El ser humano, en su fase adulta, tiene la capacidad de procesar ideas, de expresar sentimientos y de filtrar o equilibrar emociones. Sin embargo, en la etapa infantil su unidad cuerpo-mente todavía no está desarrollada ya que toda su energía y funciones están encaminadas a completar su desarrollo físico-orgánico. Erróneamente se piensa que los niños tienen ideas (que piensan) o que manifiestan emociones propias. «Pero si se es capaz de observar en forma objetiva a los niños, se podrá comprobar con certeza esta realidad: Los niños no piensan, son pensados.»

Esto es muy fácil de comprobar, basta con alejar a un niño «problemático» (incluso a un joven) de su entorno habitual y facilitarle un entorno donde se expresen ideas y experiencias contrarias al ambiente «difícil» donde está siendo criado-educado. En poco tiempo manifestará un cambio evidente.

Lo que los niños manifiestan como «ideas» no son más que programas de actuación adquiridos en forma mimética. Impregnaciones del ambiente emocional en el que están inmersos y basta con cambiar el medio para que la forma de «expresarse» del niño cambie. Los niños son buenos ejecutores del medio en el que están insertos precisamente porque todavía no son capaces de filtrar la carga emocional propia de cada espacio. Simplemente lo MIMETIZAN.
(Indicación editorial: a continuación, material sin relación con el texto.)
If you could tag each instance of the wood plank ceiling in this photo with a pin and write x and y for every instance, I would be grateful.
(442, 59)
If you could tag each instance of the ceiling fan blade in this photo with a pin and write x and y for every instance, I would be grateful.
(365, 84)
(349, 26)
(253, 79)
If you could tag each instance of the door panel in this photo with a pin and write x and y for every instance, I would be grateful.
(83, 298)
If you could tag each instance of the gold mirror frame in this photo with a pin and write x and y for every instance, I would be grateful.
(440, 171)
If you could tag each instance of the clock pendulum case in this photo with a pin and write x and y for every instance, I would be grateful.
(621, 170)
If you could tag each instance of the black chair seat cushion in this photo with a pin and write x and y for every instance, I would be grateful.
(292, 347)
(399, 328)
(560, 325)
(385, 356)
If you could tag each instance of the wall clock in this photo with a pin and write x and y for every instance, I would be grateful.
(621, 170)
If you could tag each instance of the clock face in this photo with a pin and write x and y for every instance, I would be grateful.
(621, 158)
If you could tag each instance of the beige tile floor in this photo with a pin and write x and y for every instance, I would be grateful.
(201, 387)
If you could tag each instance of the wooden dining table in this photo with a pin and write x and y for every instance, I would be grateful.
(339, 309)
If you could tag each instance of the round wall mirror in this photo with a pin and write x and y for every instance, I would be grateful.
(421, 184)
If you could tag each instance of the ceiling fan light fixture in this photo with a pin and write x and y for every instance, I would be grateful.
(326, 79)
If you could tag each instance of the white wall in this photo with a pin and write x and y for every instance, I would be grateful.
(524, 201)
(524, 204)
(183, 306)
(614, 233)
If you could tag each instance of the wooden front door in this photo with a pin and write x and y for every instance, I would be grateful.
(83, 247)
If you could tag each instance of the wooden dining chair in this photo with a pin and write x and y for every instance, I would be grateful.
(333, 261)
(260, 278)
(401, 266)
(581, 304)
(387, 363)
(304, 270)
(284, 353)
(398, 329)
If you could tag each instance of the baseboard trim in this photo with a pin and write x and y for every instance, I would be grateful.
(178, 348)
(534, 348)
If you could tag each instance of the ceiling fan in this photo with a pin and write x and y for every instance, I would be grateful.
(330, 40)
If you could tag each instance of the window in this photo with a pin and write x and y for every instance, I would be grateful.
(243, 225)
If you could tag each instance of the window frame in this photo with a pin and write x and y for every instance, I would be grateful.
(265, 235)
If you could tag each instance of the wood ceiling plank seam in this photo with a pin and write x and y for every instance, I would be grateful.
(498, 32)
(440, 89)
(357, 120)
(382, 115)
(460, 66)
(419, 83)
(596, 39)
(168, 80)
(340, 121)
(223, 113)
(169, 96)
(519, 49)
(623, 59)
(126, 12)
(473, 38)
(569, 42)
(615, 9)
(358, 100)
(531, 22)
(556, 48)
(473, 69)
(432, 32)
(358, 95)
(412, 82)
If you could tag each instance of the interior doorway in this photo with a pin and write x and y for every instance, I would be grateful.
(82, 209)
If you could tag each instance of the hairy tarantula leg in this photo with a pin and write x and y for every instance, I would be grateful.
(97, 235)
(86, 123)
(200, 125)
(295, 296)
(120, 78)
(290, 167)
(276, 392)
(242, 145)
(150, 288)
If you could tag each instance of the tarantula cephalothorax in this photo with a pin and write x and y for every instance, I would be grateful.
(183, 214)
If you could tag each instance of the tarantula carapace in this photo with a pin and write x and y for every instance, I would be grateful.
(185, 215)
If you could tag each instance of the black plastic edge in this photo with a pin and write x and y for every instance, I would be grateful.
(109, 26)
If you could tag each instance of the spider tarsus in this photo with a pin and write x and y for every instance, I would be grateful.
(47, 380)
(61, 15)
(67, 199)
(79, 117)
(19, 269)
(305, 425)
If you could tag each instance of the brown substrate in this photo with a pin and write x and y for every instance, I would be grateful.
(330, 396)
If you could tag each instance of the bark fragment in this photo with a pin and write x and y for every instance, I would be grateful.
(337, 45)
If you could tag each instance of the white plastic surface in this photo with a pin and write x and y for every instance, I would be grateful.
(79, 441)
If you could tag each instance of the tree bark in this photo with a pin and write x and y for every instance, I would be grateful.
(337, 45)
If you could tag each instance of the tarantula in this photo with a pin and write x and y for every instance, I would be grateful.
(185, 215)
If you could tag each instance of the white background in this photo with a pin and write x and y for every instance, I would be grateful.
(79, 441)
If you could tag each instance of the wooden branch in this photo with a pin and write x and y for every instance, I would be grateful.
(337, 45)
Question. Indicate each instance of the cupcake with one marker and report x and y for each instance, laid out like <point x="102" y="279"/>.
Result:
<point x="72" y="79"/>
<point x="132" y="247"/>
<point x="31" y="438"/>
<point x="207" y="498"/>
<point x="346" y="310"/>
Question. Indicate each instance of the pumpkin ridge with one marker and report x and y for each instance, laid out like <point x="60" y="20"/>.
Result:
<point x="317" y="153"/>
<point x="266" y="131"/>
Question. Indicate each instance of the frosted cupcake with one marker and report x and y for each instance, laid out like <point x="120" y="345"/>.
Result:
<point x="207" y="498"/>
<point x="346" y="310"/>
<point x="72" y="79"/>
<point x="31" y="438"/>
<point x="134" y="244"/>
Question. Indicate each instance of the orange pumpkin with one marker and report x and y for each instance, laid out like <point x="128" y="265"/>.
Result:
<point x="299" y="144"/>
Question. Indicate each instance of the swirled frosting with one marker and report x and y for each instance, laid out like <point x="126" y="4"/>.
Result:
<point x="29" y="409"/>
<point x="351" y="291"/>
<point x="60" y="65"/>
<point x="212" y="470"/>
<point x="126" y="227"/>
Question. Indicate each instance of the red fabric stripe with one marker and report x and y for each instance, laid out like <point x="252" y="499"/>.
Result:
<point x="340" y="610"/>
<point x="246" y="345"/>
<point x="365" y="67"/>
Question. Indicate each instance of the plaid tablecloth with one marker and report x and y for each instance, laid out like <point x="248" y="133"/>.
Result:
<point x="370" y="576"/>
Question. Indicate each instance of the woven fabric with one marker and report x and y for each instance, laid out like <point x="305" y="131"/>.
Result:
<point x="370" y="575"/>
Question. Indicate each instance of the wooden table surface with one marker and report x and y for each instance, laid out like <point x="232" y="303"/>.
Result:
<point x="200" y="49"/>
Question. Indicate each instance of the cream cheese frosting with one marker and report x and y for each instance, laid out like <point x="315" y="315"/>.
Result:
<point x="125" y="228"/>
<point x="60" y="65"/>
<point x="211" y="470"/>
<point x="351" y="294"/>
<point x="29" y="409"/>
Cosa que les convierte en «monitos» graciosos o en pequeños «diablillos» si el ambiente está saturado o cargado de emociones negativas. Para entender este proceso de lectura mimético/emocional hay que pensar en la emoción como el CLIMA que caracteriza a un ambiente determinado. Al igual que sucede con el clima meteorológico, los adultos tenemos un sistema inmunológico adaptado a los virus e inclemencias y además una educación que nos permite elegir la ropa y complementos que nos protegen de las inclemencias del tiempo. Los niños no poseen ni lo uno, ni lo otro. Y su cuerpo necesita ser protegido y aislado en forma conveniente, mientras su sistema inmune va fortaleciéndose.

«Un sistema inmune fuerte es el reflejo de una identidad personal sólida.» En relación a los ambientes, hay una serie de peligros que acechan al tiempo de la infancia y es responsabilidad de los padres y educadores velar por la conciencia del niño para que se mantenga pura e inocente, emocionalmente hablando. Otra imagen mítica o arquetípica ideal para perfilar la imagen de los niños es la de un angelote o querubín. Un ser genéricamente neutro (sin sexo) y «alado» (con los pies fuera de la tierra).

Esta imagen define claramente las necesidades básicas de los niños en el tiempo de la infancia: un tiempo para crecer lejos de imágenes estereotipadas relativas a los roles sexuales y lejos de las preocupaciones terrenales. Toda inmersión en estos espacios, propios de la vida adulta, enturbia el desarrollo del niño, le hace poner los pies en la tierra y frena su desarrollo psico-físico. El niño necesita crecer lejos de ambientes cargados o tensos y padres y educadores deben de facilitarle (pienso que son facilitadores más que educadores) la vida. Hacerle oler, tocar, escuchar, ver, SENTIR Y GUSTAR, que la vida es fácil y bella…

Creciendo con estas premisas su futuro no será un problema.